Here's what the hardware looks like now. I put a beefy heatsink + fan on the power transistor. The tiny heatsink I was using before got quite hot testing a 12V battery at 150mA. On the right you can see one of the batteries I've been testing. I think this was salvaged from an old macbook, and was supposed to be rated for around 2000mAh. I tested it at 300mA which resulted in 1540mAh and also at 500mA which gave me 1082mAh. This leads me to believe that this cell is somewhat worn out and has a high internal resistance. It would be a good candidate for something that needs decent capacity but with low current draw.

Now that the software is almost done and the hardware is tested, it's time to take this off the breadboard and build it into a proper enclosure. I was going to use a metal project box, but since I have a pretty good heatsink now I can get away with using a plastic box. The software works well enough but I'm not quite ready to release it. I've been lazy with commenting so I need to go back and add some information and tidy up the code a bit.

After months of inactivity I've started working on this project again with some prodding from a friend. We prototyped the constant current load circuit. At first we tested the circuit just with a potentiometer providing the input. It worked fine, so we added an arduino to provide the PWM signal driving that controls the current draw. We also used a few analog inputs on the arduino to monitor the voltage on the current shunt resistor, and the input to the opamps.

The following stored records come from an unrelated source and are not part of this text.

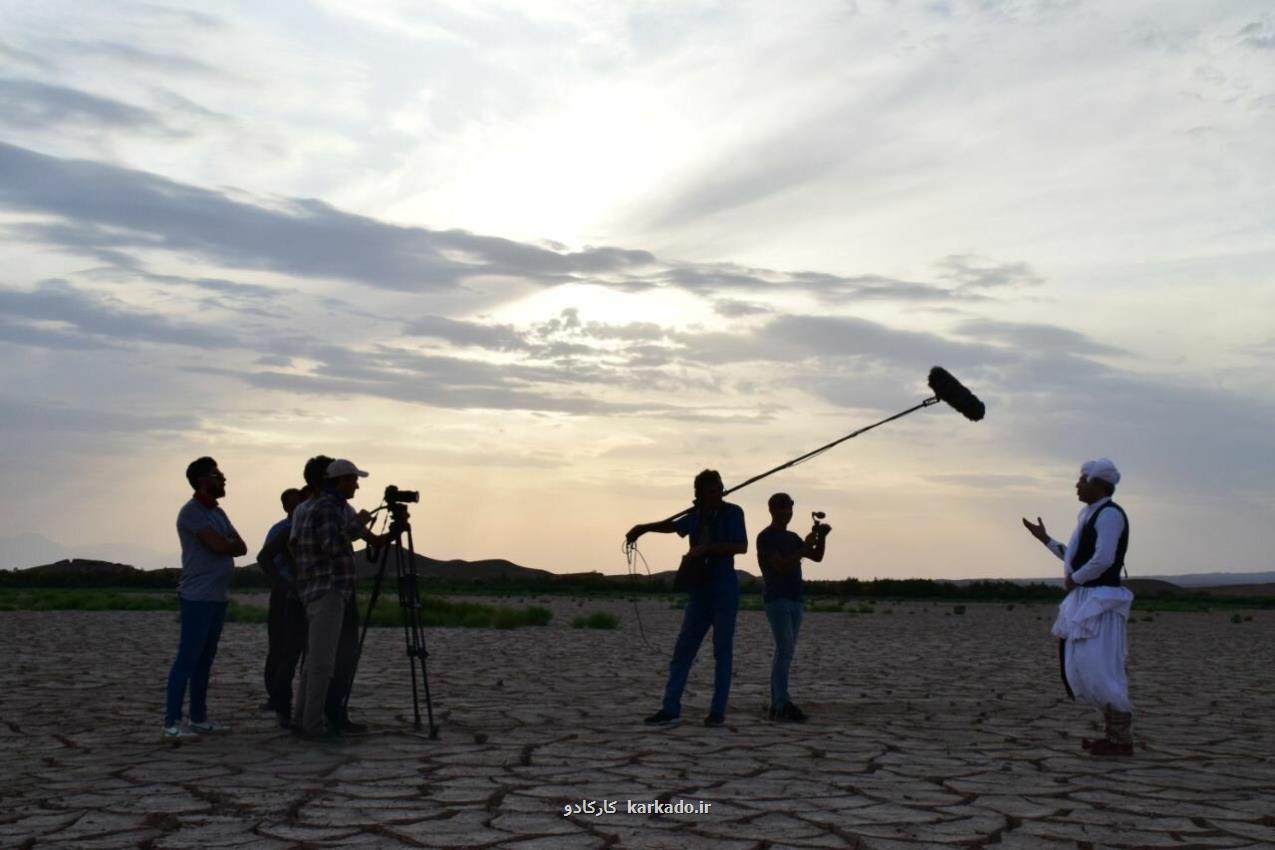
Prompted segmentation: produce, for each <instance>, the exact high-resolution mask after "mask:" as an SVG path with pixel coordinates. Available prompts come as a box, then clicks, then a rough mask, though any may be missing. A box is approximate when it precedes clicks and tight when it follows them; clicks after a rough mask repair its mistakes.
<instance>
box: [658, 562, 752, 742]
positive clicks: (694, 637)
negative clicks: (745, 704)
mask: <svg viewBox="0 0 1275 850" xmlns="http://www.w3.org/2000/svg"><path fill="white" fill-rule="evenodd" d="M738 609H739V586H738V585H737V584H736V579H734V576H733V575H732V576H731V580H729V582H722V581H714V582H713V584H711V585H709V586H708V587H706V589H704V590H695V591H692V593H691V594H690V596H688V599H687V601H686V610H685V612H683V613H682V631H681V632H678V635H677V644H676V645H674V646H673V660H672V661H671V663H669V665H668V684H667V686H666V687H664V705H663V709H664V711H667V712H668V714H671V715H673V716H674V717H678V716H681V714H682V691H683V689H686V678H687V677H688V675H690V673H691V665H692V664H695V655H696V652H699V651H700V644H703V642H704V636H705V635H706V633H708V631H709V628H711V630H713V661H714V666H713V706H711V707H710V709H709V711H710V712H711V714H715V715H722V716H724V715H725V703H727V698H728V697H729V696H731V665H732V660H733V654H734V618H736V613H737V612H738Z"/></svg>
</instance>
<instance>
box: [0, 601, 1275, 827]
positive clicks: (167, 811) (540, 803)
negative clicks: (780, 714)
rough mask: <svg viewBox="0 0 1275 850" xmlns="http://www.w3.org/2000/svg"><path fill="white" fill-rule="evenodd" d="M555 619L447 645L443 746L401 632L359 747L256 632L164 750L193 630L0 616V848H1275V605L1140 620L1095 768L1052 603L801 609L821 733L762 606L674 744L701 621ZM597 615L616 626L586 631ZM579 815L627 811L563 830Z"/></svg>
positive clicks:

We noticed that the voltages we were reading on the arduino were not stable at all, so we changed a couple things to improve that. First, by looking at our opamp input with an oscilloscope we noticed that the RC filter output had about 70mV of ripple. Not a whole lot, but something easily fixed by increasing the 15k resistor to 150k. That improved the readings a bit but didn't entirely fix the problem, so then we changed the code to take 50 samples in a row and average them. Now the readings are fine.

Because we're not using a signal conditioning amplifier, we don't have a whole lot of resolution to read the shunt resistor voltage. The current can be read to a resolution of about 10mA, which should be fine for this. I also decided to change the design of this project somewhat. I'm not so concerned about the charging, so I'm going to use a dedicated charger IC just to top off the battery before we do a load test, and recharge it after we're done. I also want this device to be usable without a PC, so I'll be adding an LCD screen and some controls to allow you to operate it completely PC-free.

I've designed the constant current load portion of this project, which you can see here:

https://www.circuitlab.com/circuit/vpe773/constant-current-load/

If you want to know how it works I describe the circuit in detail on that page, but the gist of it is that a PWM signal determines how much current the load will draw.

This circuit is fairly common, but typically uses an N-channel MOSFET instead of the two transistors I've used. A MOSFET would be problematic for my circuit, because the op-amp would have to output a voltage at least as high as the voltage across R2 plus the threshold voltage of the MOSFET, which is typically around 4V. With a 5V supply, that doesn't give me much room to work with. With two transistors set up as a darlington pair, I only need 1.4V for both transistors instead of 4V, which gives me a lot more breathing room.